After Electric Barnyard, the Phelps brothers split off to form Brother Phelps. While that duo's smooth inaugural single "Let Go" actually out-peaked any Headhunters song, the Phelpses only notched one more Top 40 hit over the course of their two Asylum albums before parting ways. In the meantime, scratchy-voiced Mark Orr carried the Headhunters' lead vocals (with Kenney returning as bassist) for one studio album, a guest spot on a Johnnie Johnson disc, and a few leftovers for a Greatest Hits package to finish out the band's tenure at Mercury.

Doug later returned as lead vocalist, just before BNA tried to make a bid for radio by de-fanging them on 1997's Stompin' Grounds.
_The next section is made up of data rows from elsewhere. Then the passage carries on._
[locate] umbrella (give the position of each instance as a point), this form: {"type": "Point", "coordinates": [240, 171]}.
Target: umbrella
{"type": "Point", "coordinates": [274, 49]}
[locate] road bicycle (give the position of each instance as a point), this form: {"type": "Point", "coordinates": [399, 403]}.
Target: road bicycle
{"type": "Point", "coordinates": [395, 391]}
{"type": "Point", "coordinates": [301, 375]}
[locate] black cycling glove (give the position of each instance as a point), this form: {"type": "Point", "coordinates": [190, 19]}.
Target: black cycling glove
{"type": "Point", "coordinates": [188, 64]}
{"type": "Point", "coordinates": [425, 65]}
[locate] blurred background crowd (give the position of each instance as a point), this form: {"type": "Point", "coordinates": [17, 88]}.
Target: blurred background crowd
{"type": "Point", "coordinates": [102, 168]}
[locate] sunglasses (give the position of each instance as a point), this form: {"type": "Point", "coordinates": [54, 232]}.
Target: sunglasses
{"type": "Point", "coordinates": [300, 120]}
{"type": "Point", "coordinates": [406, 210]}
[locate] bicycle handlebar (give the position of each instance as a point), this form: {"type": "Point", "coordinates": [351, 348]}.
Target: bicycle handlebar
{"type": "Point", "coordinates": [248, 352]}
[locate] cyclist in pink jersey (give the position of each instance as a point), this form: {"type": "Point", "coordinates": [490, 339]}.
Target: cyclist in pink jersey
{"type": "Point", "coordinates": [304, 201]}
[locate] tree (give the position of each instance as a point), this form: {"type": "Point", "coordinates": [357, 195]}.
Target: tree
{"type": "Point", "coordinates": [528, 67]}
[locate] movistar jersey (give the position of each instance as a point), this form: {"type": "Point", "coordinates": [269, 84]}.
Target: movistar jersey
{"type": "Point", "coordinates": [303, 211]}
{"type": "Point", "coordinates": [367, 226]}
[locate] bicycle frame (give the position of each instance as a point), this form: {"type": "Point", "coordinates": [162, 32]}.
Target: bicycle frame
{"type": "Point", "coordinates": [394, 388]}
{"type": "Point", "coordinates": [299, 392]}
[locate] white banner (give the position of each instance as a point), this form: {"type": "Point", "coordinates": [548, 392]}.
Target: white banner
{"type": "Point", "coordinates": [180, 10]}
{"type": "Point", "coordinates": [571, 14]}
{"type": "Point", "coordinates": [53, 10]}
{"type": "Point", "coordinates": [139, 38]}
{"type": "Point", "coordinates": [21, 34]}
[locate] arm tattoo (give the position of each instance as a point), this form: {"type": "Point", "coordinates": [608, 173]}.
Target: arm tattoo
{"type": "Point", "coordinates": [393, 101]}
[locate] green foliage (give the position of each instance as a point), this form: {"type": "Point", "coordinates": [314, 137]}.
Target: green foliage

The commercialism didn't work, and neither did a cover of Marty Robbins' "Singin' the Blues," so it was back to that Southern rock wheelhouse for 2000's Songs from the Grass String Ranch on Audium. Ever since, the Headhunters have continued to play Southern rock and country the same way that they did in 1989: four old pros (Doug reclaimed his role as bassist after Kenney left in the late 2000s) doing it their way with loads of skill and energy. While Southern rock influences do creep into mainstream country now and then, they manifest themselves more so on the noise factor; to this day, few others have seemed to capture the artistry of that genre, or draw the parallels between it and country, in the way the Headhunters did. Rock on.